Credit: Vivian Abagiu / Univ. of Texas at Austin

Researchers at the University of Texas say they have invented a handheld tool that can identify cancerous tissue in 10 seconds during a surgical procedure.  The team at the University of Texas at Austin published in Science Translational Medicine say the “MasSpec Pen” works in real time, and is at least as accurate as removing a tissue sample and sending it to a pathologist and speeds the testing process by as much as 150 times.
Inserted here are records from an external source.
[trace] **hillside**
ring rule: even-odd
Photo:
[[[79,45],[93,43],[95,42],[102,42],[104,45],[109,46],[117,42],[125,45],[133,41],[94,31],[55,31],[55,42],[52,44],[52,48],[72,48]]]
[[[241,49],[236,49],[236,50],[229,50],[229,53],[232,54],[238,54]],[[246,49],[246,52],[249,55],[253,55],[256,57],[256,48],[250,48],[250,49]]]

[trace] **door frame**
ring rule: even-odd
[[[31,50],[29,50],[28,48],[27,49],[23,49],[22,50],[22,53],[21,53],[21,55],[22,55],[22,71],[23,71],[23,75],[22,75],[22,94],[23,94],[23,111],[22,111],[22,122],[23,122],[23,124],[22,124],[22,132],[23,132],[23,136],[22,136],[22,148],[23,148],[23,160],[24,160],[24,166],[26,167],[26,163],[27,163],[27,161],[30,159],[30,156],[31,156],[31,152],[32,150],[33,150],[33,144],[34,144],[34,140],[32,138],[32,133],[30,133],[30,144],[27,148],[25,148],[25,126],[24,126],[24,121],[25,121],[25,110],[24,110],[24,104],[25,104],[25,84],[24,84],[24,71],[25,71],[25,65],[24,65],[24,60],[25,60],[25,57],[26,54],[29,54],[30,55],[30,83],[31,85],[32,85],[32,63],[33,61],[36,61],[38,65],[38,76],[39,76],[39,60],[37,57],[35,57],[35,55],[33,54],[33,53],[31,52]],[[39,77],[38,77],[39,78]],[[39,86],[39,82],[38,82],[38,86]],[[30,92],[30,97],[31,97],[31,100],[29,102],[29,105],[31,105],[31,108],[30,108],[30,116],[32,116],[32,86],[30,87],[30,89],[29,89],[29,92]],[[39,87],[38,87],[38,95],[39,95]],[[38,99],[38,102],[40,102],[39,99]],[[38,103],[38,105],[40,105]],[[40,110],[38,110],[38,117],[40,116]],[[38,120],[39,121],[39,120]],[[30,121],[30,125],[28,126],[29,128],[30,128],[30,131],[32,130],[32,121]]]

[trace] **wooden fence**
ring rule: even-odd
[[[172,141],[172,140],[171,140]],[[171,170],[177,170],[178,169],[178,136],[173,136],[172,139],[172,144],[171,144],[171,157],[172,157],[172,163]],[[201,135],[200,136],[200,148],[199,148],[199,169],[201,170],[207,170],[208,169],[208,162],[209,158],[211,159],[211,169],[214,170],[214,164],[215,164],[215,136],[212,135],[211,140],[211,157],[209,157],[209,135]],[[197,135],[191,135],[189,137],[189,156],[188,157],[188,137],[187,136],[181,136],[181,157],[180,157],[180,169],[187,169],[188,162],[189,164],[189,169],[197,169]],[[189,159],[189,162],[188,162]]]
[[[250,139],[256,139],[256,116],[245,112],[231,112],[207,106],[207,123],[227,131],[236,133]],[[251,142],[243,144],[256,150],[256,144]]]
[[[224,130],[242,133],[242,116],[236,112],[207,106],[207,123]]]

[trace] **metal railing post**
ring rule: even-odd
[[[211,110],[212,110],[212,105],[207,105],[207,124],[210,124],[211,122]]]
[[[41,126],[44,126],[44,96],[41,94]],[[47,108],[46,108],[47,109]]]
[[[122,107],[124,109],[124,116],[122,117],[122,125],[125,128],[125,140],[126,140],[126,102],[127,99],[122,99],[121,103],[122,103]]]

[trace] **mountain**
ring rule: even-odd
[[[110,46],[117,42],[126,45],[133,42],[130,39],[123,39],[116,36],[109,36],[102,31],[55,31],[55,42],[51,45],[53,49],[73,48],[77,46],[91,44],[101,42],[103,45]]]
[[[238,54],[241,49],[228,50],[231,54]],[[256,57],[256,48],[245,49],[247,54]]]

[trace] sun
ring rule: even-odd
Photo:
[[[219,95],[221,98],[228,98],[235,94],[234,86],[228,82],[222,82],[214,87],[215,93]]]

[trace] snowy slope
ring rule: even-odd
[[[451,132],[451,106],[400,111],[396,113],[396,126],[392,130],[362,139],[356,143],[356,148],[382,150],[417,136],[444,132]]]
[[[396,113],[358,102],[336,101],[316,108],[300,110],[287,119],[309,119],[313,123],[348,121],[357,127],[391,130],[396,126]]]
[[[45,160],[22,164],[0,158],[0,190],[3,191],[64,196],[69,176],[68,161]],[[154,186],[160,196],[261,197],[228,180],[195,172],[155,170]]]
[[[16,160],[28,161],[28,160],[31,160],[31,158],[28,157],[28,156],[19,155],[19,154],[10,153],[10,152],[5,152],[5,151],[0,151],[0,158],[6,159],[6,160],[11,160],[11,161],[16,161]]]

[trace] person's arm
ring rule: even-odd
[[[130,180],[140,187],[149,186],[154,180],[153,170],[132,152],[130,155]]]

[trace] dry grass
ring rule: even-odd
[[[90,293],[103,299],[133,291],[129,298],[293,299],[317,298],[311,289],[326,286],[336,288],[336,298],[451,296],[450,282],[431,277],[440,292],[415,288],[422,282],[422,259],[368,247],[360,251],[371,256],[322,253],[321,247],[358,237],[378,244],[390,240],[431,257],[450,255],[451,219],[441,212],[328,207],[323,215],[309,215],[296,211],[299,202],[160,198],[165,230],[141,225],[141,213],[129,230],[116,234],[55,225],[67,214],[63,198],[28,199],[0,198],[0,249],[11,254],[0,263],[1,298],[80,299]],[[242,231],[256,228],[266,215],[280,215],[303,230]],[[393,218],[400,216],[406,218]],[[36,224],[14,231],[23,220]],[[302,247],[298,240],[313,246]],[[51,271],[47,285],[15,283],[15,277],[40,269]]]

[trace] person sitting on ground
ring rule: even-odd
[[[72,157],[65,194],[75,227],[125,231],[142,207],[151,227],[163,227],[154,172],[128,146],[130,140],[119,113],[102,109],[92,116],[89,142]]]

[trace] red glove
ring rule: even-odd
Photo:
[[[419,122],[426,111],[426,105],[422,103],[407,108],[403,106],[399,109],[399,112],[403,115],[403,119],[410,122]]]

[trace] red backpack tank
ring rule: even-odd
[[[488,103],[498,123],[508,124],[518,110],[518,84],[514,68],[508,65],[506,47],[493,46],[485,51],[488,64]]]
The way it works is based on the notion that each type of cancer has its own molecular structure that acts as a distinct “fingerprint.” Cancer cells have a unique metabolism because their accelerated drive to grow and spread so their internal chemistry is very different to that of healthy tissue.

When the “MasSpec Pen” probes suspicious tissue, a drop of water is released.  Chemical molecules inside the living cells of the biopsy are absorbed into the droplet, which is then drawn back up the pen for analysis.  The “MasSpec Pen” is plugged into a mass spectrometer, that can analyze and measure the mass of thousands of chemical molecules every second.  It produces a chemical fingerprint readout that tells doctors whether they are looking at healthy tissue or a specific kind of cancer. The study’s abstract said tests taken from 253 human cancer patients were shown to be accurate 96 percent of the time.  So far the pen can detect lung, thyroid, ovary and breast cancer tumors.

“If you talk to cancer patients after surgery, one of the first things many will say is ‘I hope the surgeon got all the cancer out,’ ” said Livia Schiavinato Eberlin, an assistant professor of chemistry at UT Austin who designed the study and led the team.

 “It’s just heartbreaking when that’s not the case. But our technology could vastly improve the odds that surgeons really do remove every last trace of cancer during surgery,” Eberlin added on the university’s website on Wednesday.

The “MasSpec Pen” will need a lot more testing before it can be safely used commercially, but it could address a big challenge for surgeons during a cancer removal surgery.  Which is to test the remaining tissue after a tumor is removed to see if it’s healthy.James Suliburk, head of endocrine surgery at Baylor College of Medicine and a collaborator on the project commented: “Any time we can offer the patient a more precise surgery, a quicker surgery or a safer surgery, that’s something we want to do.”

“This technology does all three. It allows us to be much more precise in what tissue we remove and what we leave behind.”

The scientists behind the pen technology have filed U.S. patent applications.